El anticuario
El anticuario El señor Oldbuck era normalmente ahorrador, pero en ningún caso mezquino; su primer pensamiento fue evitar que su compañero de viaje corriera con cualquier gasto de la velada, ya que pensó que en su situación podría ser una verdadera inconveniencia. Y así aprovechó un momento de descuido para pagar en privado al señor Mackitchinson. El joven viajero protestó contra esta libertad y solo la consintió en deferencia a su edad y posición.
La satisfacción que les producía la mutua compañía llevó al señor Oldbuck a proponer un plan para viajar juntos hasta el final de su trayecto, lo que Lovel aceptó de buen grado.

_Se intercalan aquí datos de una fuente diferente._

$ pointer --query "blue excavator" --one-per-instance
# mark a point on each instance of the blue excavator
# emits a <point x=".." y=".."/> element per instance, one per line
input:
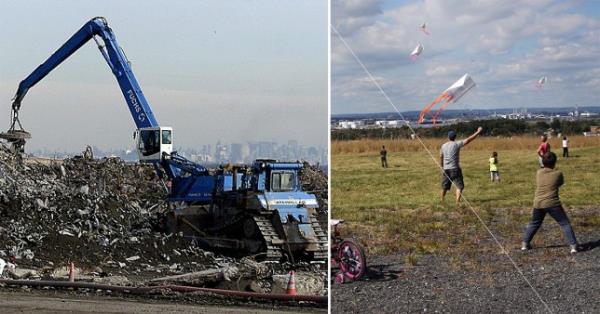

El señor Oldbuck dio a entender que deseaba pagar dos tercios del alquiler de una silla de posta, diciendo que necesitaría ocupar la parte proporcional durante el recorrido, pero el señor Lovel lo rechazó decididamente. Sus gastos al final fueron iguales, excepto cuando Lovel deslizaba de cuando en cuando un chelín en la mano de un postillón gruñón, ya que Oldbuck, fiel a las viejas costumbres, no pagaba más de dieciocho peniques por cada posta. De este modo viajaron hasta que llegaron a Fairport sobre las dos del día siguiente.